Conversar com meninos e meninas sobre as responsabilidades que andam de mãos dadas com o prazer é o primeiro passo. O papo franco, a conversa com espaço de escuta, discutir quais são as reais dificuldades em usar uma camisinha quando o controle do corpo ainda não é total fazem diferença. Fazer chegar a quem precisa a informação de que existe contracepção além da pílula é o outro passo. Promover o acesso a essa contracepção é o gol de placa.

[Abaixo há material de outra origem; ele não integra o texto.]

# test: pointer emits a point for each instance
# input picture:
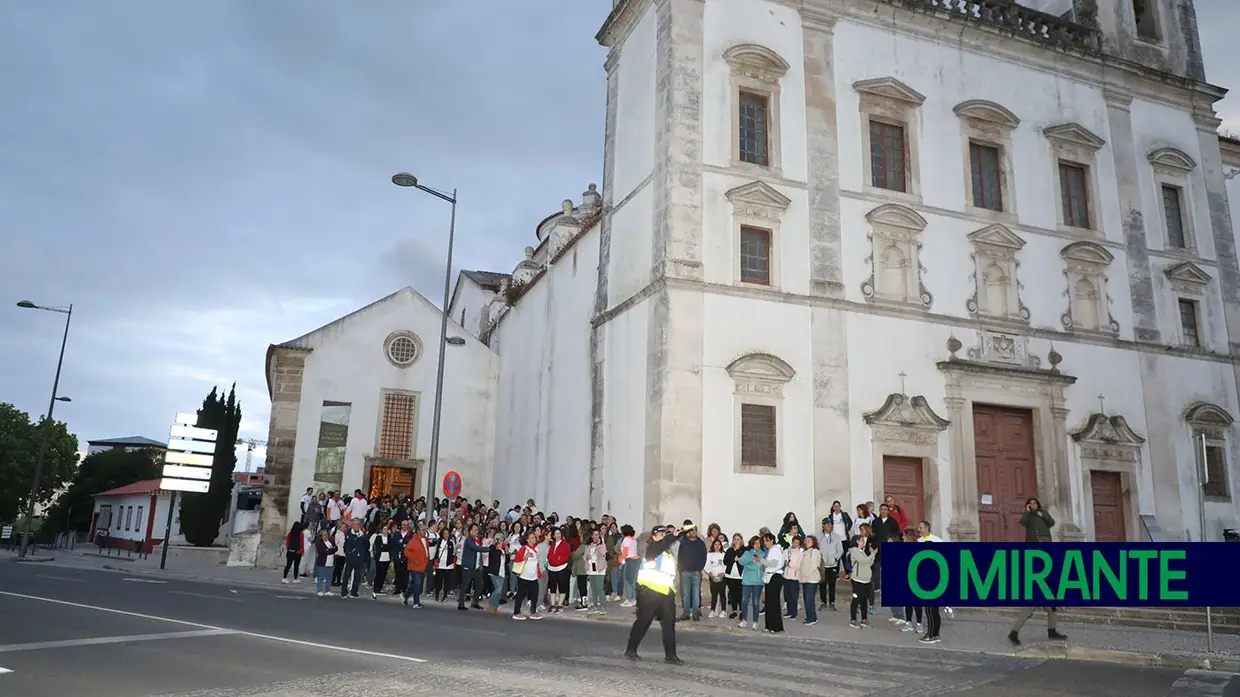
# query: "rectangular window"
(1215, 470)
(887, 160)
(1074, 191)
(755, 256)
(758, 435)
(754, 128)
(1188, 330)
(396, 434)
(983, 163)
(1174, 215)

56% das gestações no Brasil não são planejadas e 80% das mulheres que engravidam estavam usando algum método contraceptivo. E por que o método falha tanto? Porque existe uma diferença entre o uso ideal e o uso possível. Por exemplo: para que a pílula tenha uma eficácia próxima a 100%, é necessário que seja usada diariamente na mesma hora com o intervalo entre as cartelas exatamente como aquele orientado em bula. Se a Alessandra tem a pílula amarrada na escova de dentes para não esquecer de tomar e vai dormir na casa da Flávia e não leva a pílula que ficou amarrada na escova de dentes em casa, ela vai esquecer de tomar a pílula, e se passar o fim de semana por lá, pode ser que esqueça de tomar por mais de dois dias. Se a Patrícia usa a injeção de 3 em 3 meses e no dia que tinha que tomar a Unidade de Saúde não abriu porque era uma quinta feira de feriado e também não abriu na sexta feira porque era ponto facultativo e sábado e domingo já não abre mesmo, ela só volta a aplicar a injeção 5 dias depois do dia marcado como ideal. É assim que nossas mulheres engravidam sem querer. Se a disciplina de usar um método de forma ideal já é difícil na mulher adulta, imagina na mulher jovem…

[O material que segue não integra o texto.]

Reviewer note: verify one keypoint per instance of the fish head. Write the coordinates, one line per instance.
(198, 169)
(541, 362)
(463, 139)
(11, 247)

Existem métodos, no entanto, que não dependem dessa disciplina. São conhecidos como métodos reversíveis de longa ação (LARC). No Brasil está disponível no sistema único de saúde o DIU de Cobre que pode ser usado em jovens que já tenham iniciado vida sexual. Não disponíveis no SUS, mas disponíveis no mercado, há também o DIU hormonal e um implante usado no braço que uma vez inserido, protege de gravidez pelos três anos seguintes.

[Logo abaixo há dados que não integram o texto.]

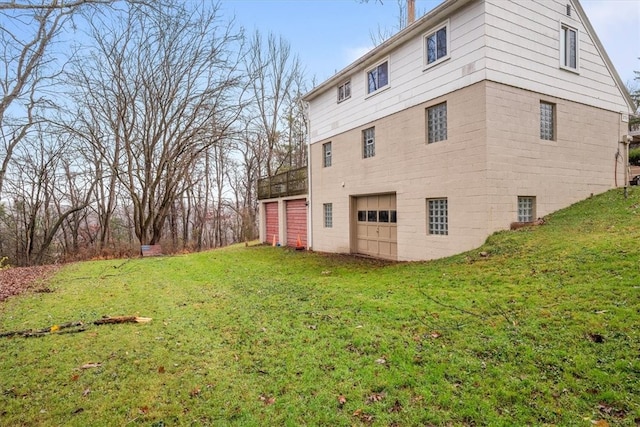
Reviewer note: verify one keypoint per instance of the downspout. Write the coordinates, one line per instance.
(309, 186)
(626, 140)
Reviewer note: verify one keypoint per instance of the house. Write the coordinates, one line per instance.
(479, 114)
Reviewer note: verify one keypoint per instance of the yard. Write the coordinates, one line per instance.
(540, 326)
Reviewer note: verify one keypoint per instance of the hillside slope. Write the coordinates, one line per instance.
(540, 326)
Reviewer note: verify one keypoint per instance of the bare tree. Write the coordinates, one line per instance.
(171, 81)
(273, 72)
(28, 32)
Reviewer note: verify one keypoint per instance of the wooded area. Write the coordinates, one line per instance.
(127, 123)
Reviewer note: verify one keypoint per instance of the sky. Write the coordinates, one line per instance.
(328, 35)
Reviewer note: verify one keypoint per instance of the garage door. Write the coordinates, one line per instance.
(271, 219)
(376, 226)
(296, 222)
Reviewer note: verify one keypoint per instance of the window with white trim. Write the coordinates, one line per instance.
(369, 142)
(344, 91)
(526, 208)
(377, 77)
(437, 216)
(547, 121)
(436, 45)
(568, 47)
(437, 123)
(326, 154)
(328, 214)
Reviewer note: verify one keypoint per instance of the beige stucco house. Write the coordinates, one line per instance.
(480, 114)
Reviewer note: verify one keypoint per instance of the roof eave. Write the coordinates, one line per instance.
(439, 13)
(605, 56)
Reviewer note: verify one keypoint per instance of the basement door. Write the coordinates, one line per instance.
(376, 226)
(271, 220)
(296, 222)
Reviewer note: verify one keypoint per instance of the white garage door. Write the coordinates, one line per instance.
(376, 226)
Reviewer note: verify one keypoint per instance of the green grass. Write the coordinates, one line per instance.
(543, 331)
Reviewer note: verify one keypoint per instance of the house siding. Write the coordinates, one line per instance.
(492, 155)
(580, 161)
(409, 83)
(523, 40)
(504, 61)
(406, 165)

O Nosso Instituto, ONG que promove direitos sexuais e reprodutivos, leva essa informação a quem precisa e garante acesso a método contraceptivo de escolha, incluindo os LARCS não disponíveis pelo SUS. Por onde o Nosso Instituto passou plantou sementes que deram frutos. Conversou com jovens que hoje são multiplicadores de informações. Incentivou meninas a criarem redes de enfrentamento a violência, promoveu acesso a LARCs e, lógico, impactou de forma positiva nas taxas de gravidez na adolescência. As ações executadas servem como exemplo de que questões tristes que parecem difíceis de serem enfrentadas precisam apenas de ações estratégicas: fazer a informação chegar em quem precisa, promover acesso a serviços que já são disponíveis na rede pública, agregar possibilidades de métodos contraceptivos indicados àqueles que já são disponíveis no SUS. Ações simples, embora trabalhosas. Mas ser feliz dá trabalho. Alguém disse diferente?
*Ana Teresa Derraik é médica ginecologista e obstetra, mestra em saúde da família e diretora médica da ONG Nosso Instituto.